Mr. Speaker, I rise to speak to the bill before us, the safe and accountable rail act. The bill would fulfill this title by strengthening safety in our efforts to further improve safety management systems in the rail transportation industry. This is especially vital for addressing safety risks before they become bigger problems and before accidents occur.
Railways are a vital part of Canada's transportation system and keeping them safe is everyone's concern. The railway industry and the government need to work together to protect the health and safety of Canadians and to secure the conditions for a prosperous economy.
In the past, railways and many other safety-critical industries pursued safety through compliance with prescriptive rules and regulations. As safety research progressed during the 1990s, however, it became clear that compliance with rules and regulations alone was insufficient to ensure the highest possible levels of safety. What companies needed for a truly effective safety regime was a proactive system approach to safety that allowed them to identify hazards and to mitigate risks in order to prevent accidents. This approach also allowed lessons learned from minor incidents and day-to-day operations to be included in the system, thereby creating a sea of continuous safety improvement with more likelihood of avoiding accidents.
When the railway safety management system regulations first came into force in March 2001, they were the first of their kind in the federal transportation sector. They were created with significant industry input and emphasized the railways' responsibilities for safe operations. The regulations were established to encourage the development of a safety culture throughout all levels of an organization and to ensure that safety is considered as a factor in all decisions.
The safety management system helps organizations better comply with regulatory requirements and demonstrate their commitment to the safety of their employees. Key elements of safety management systems include, for instance, the development of safety goals and performance targets, risk assessments, responsibilities and authorities, processes and procedures, and monitoring and evaluating. Achieving an effective safety culture is the ultimate goal of safety management systems. An effective safety culture in a company can contribute to reducing public and employee fatalities and injuries, property damage resulting from railway accidents, and the impact of accidents on the environment.
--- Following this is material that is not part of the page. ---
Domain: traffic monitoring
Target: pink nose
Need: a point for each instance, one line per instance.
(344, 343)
Since the introduction of the railway safety management system regulations in 2001, a lot has been done and much has changed. Our railway network is characterized and challenged by a growing user base, vast distances, new and aging infrastructure, and a significant rise in oil on rail. Regulated safety management systems have come a long way since their beginnings. They have now been implemented in rail, marine and aviation transportation modes in Canada, and have become an international standard for managing safety.
The importance of safety management systems and their implementation in Canadian railway systems was one of the most significant issues researched during the last Railway Safety Act review and a simultaneous study of rail safety in Canada undertaken by the Committee on Transport, Infrastructure and Communities. While safety management systems were generally supported, both reviews concluded that implementation among the companies was uneven and that more needed to be done by the companies and the regulator to ensure full implementation throughout the industry. As a result, Transport Canada made several amendments to the Railway Safety Act in May 2013, to increase rail safety by strengthening its oversight and enforcement capacity, and expanding safety management systems for railways. Following these amendments, Transport Canada accelerated the development of the new railway safety management system regulations, 2015, which came into force on April 1.
The new regulations improve the implementation of safety management systems by incorporating more detailed requirements to clarify expectations from both industry and the department. The new regulations also improve the overall consistency and quality of railway safety management systems by adding consistent terminology, provisions requiring evidence of implementation, requirements for the identification of an accountable executive and the creation of a policy protecting employees from reprisal for reporting contraventions, and by expanding application to local railway companies.
However, our government is not stopping there. This bill introduces an amendment that would not only make sure that railway safety measurement systems exist, but that they are also working and are effective. Under the current Railway Safety Act, the Minister of Transport can take enforcement actions, including prosecution, for any non-compliance with the railway safety management system regulations.
The minister can even order a railway company to take corrective measures, should the minister be of the opinion that the company's safety management system presents deficiencies that risk compromising safe railway operations. However, the current Railway Safety Act lacks the authority to address issues with the way the rail companies implement their safety management systems. This bill would fill that gap by introducing a new power for the minister to order a company to take corrective measures should a company's implementation of its safety management system risk compromising safety.
This new power would also allow the minister to order corrective action if a company is not following its safety management system procedures and policies to the extent of risking safe railway operations.
Fairness is also paramount to this proposed amendment, to further strengthen railway safety management systems. Similar to the current safety management systems power related to deficiencies in a company's system, an order made under this new power would be subject to review by the Transportation Appeal Tribunal of Canada; this at the request of the company.
Together, the rail industry and government have accomplished tremendous work toward enhancing the safety of our railway network in the last decade and continuously improving company safety culture, but we still have more to do to make our railway system safer. Transportation safety is crucial, not only for the welfare of families and communities in Canada but to support Canada's long-term economic growth. We need to continue to work together to achieve our goal of giving all Canadians a safer and more responsible railway system and to assure global markets that our transportation systems are not only efficient but also safe and secure.